Database and collection name encoding and decoding

MongoDB imposes a set of restrictions regarding the characters which cannot be used as part of the databases and collection names, as well as other limitations. These restrictions are detailed at the MongoDB Limits and Thresholds section in the MongoDB documentation.

Since the names of the databases and the collections used by the STH component are composed from the concatenation of the values assigned to the service, service path, entity id, entity type and attribute name (depending on the chosen data model) and we do not want the potential users of the STH component to inherit the restrictions imposed by MongoDB (as the database used by the STH component), a codification mechanism is used before conforming the name of the databases and collections.

The codification mechanism is detailed next:

  1. For database names:
    1. Encode the forbidden characters (i.e., /``\``.``(blank space)``"``$``(null character)) using an escaping character (x) and the numerical Unicode code for each character. For instance, the $ character will be encoded as x0024.
    2. User defined strings already using the above encoding must be escaped prepending another x, for instance: the text x002a will be encoded as xx002a.
    3. To avoid the case sensitivity restrictions imposed by MongoDB to the database names, uppercase characters (since they are supposed to be less common than lowercase ones) are also be encoded (i.e., Service -> x0053ervice).
    4. The separator used to concatenate the name elements is the character group xffff. If this group of characters appears in an encoded database or collection name it univocally corresponds to the separator character since in case of appearing in any of the elements it would be encoded as xxffff.
  2. For collection names:
    1. Encode the forbidden characters (i.e., $``(null character)``(empty string)) using an escaping character (x) and the numerical Unicode code for each character. For instance, the $ character will be encoded as x0024.
    2. Encode the text system. at the beginning of the collection names as xsystem..
    3. User defined strings already using the above encoding must be escaped prepending another x, for instance: the text x002a will be encoded as xx002a.
    4. Tools such as mongodump/restore and mongoexport/import do not support the / character in collections (see https://jira.mongodb.org/browse/TOOLS-1163) and consequently it is also encoded as x002f.
    5. The separator used to concatenate the name elements is the character group xffff. If this group of characters appears in an encoded database or collection name it univocally corresponds to the separator character since in case of appearing in any of the elements it would be encoded as xxffff.

To ease the migration process from databases and collections of previous versions of the STH component not using the previous codification mechanism, we provide a command-line tool called sthDatabaseNameCodecTool.
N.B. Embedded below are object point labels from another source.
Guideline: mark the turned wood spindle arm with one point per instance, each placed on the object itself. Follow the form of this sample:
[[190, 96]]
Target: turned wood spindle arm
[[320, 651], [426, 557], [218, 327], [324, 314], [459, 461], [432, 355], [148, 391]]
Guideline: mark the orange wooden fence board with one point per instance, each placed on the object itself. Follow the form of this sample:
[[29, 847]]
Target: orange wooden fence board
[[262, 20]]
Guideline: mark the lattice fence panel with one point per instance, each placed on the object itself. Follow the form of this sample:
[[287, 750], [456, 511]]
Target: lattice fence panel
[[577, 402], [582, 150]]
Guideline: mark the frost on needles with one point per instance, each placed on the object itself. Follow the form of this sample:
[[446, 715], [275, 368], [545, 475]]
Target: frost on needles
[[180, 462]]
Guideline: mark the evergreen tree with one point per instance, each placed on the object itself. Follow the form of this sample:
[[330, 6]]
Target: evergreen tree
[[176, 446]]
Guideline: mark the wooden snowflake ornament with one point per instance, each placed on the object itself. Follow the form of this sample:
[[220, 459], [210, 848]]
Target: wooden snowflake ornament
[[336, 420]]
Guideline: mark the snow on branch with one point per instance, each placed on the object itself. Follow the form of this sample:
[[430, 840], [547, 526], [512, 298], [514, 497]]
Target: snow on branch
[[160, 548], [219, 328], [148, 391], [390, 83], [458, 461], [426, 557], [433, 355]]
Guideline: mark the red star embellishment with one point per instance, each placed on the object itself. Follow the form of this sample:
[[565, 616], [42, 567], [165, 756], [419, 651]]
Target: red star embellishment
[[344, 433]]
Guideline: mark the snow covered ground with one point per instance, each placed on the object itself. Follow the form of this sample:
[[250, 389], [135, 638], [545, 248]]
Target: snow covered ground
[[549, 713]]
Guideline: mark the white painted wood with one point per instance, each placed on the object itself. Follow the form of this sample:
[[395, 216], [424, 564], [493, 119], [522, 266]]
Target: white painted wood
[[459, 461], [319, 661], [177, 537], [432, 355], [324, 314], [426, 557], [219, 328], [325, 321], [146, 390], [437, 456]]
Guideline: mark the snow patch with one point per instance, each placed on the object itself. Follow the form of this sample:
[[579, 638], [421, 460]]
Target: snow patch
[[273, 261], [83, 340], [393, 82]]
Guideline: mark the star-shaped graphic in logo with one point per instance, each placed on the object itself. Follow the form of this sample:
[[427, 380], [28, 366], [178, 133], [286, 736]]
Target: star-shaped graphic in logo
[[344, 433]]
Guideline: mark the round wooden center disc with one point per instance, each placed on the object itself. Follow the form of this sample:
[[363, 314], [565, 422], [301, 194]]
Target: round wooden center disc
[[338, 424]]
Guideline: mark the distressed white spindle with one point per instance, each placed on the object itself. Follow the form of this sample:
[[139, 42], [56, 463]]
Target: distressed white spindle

To run the name encoding/decoding tool, please execute the following command:

./bin/sthDatabaseNameCodecTool

which will present the command help information:

Usage: sthDatabaseNameCodecTool [options]

  Options:

    -h, --help                         output usage information
    -V, --version                      output the version number
    -e, --encode                       Shows a report regarding the result of the codification process if applied to databases and collections of a specific STH instance (either the -e or -d options are mandatory)
    -d, --decode                       Shows a report regarding the result of the decodification process if applied to databases and collections of a specific STH instance (either the -e or -d options are mandatory)
    -f, --force                        Forces the codification (-e) or decodification (-d) process and consequently the databases  will be renamed
    -b, --database <databaseName>      Limits the codification or decodification process to certain database
    -c, --collection <collectionName>  Limits the codification or decodification process to certain collection

You can use the sthDatabaseNameCodecTool command-line tool to analyse your STH component databases and to get reports about the name encoding or decoding results which the encoding or decoding process would make on your databases and collections.

Once you are fine with the analysis report and you are sure it is what you really want to do, set the -f, --force option to apply the name codification or decodification process.

The sthDatabaseNameCodecTool command-line tool makes also possible to filter the analysis report and the application of the codification or decodification by database names and by collection names.